The authors have reservations, however. While they have “high confidence” in the existence of the second super-leverage point, mandating zero-emission vehicles, and “moderate confidence” in the third, mandating the use of green ammoniate in fertiliser production, their belief in a greener food super-leverage point exists is “relatively low” – though they believe it is a “strong possibility”.

That’s because it’s not yet clear how the alternative protein industry would cope with the increased demand from public procurement, and it’s too early yet for any historical data on the interplay between meat eating, plant-based food and land use – would buying more veggie burgers necessarily lead to others buying fewer meat patties? Would the land freed up be guaranteed to put to positive environmental use?

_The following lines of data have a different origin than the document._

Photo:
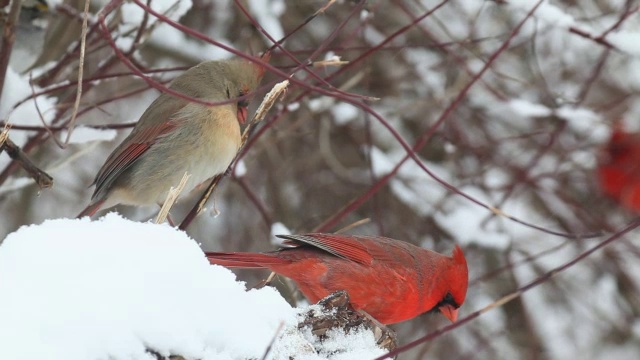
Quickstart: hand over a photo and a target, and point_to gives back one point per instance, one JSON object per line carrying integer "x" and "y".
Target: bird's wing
{"x": 127, "y": 153}
{"x": 343, "y": 246}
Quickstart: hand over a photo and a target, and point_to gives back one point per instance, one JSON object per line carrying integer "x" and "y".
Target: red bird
{"x": 619, "y": 169}
{"x": 389, "y": 279}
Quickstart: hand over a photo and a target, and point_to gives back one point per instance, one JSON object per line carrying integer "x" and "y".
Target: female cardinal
{"x": 175, "y": 135}
{"x": 619, "y": 169}
{"x": 389, "y": 279}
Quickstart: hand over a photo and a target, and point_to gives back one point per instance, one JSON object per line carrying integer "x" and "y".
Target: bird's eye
{"x": 448, "y": 299}
{"x": 243, "y": 102}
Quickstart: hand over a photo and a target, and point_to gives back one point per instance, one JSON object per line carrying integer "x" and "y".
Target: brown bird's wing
{"x": 127, "y": 153}
{"x": 343, "y": 246}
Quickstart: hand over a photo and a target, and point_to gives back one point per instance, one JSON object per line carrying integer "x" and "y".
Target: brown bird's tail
{"x": 245, "y": 260}
{"x": 91, "y": 209}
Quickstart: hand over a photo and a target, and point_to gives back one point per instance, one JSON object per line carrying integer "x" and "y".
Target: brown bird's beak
{"x": 449, "y": 311}
{"x": 242, "y": 114}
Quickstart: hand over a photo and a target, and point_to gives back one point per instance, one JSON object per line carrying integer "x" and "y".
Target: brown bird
{"x": 389, "y": 279}
{"x": 175, "y": 135}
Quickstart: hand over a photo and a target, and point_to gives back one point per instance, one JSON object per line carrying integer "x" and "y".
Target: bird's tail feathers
{"x": 245, "y": 260}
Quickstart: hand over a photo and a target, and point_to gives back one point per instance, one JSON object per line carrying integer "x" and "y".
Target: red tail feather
{"x": 245, "y": 260}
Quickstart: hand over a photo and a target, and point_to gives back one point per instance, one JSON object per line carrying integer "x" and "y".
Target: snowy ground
{"x": 114, "y": 288}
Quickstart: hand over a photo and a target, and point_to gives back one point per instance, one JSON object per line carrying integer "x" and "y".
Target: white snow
{"x": 112, "y": 288}
{"x": 267, "y": 14}
{"x": 529, "y": 109}
{"x": 546, "y": 12}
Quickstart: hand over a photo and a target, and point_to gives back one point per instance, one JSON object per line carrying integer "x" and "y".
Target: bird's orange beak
{"x": 242, "y": 114}
{"x": 449, "y": 311}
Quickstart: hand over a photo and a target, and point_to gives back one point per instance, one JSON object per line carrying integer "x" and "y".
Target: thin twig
{"x": 43, "y": 179}
{"x": 83, "y": 43}
{"x": 273, "y": 340}
{"x": 172, "y": 196}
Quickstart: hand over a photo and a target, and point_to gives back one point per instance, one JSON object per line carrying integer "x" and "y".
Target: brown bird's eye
{"x": 243, "y": 102}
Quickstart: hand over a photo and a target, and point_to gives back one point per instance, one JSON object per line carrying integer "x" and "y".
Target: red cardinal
{"x": 619, "y": 169}
{"x": 389, "y": 279}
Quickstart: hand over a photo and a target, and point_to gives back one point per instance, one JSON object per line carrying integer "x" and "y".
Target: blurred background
{"x": 504, "y": 107}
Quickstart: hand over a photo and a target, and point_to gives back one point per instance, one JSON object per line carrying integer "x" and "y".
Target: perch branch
{"x": 43, "y": 179}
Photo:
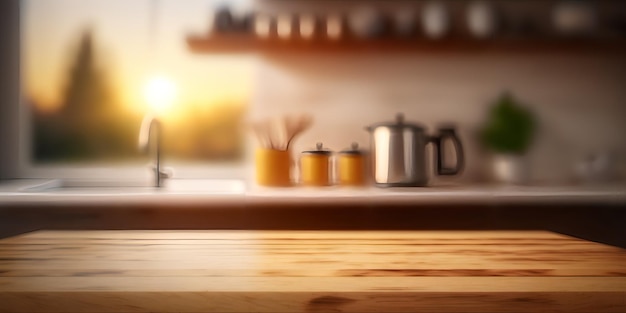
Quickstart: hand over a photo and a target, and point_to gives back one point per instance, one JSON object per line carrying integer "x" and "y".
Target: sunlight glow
{"x": 160, "y": 93}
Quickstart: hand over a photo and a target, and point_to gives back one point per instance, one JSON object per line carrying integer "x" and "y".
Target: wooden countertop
{"x": 309, "y": 271}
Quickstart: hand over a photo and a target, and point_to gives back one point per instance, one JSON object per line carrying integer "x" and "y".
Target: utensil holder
{"x": 273, "y": 167}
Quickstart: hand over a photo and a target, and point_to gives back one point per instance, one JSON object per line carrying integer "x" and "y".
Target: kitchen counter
{"x": 309, "y": 271}
{"x": 11, "y": 193}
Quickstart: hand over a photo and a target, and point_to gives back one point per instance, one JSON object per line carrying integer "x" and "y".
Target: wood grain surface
{"x": 309, "y": 271}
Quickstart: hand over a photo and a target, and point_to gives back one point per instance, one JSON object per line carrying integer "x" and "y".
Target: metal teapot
{"x": 398, "y": 153}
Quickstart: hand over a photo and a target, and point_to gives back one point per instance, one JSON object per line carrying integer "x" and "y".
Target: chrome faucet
{"x": 151, "y": 127}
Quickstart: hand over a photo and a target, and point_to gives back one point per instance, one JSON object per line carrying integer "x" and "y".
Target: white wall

In the face of climate catastrophe, such reservations shouldn’t stop us, though – even though the government has shown little interest in the past, even ignoring the recommendations of its own food tsar that the UK needs to cut meat eating by a third.

As the authors say: “The scale and pace of the economic transitions required to meet climate change goals are unprecedented in human history. The past will not provide a full guide to the future, and decisions will have to be taken in the face of uncertainty. [We] urge policymakers to take decisions on the balance of probabilities, and to act without delay.”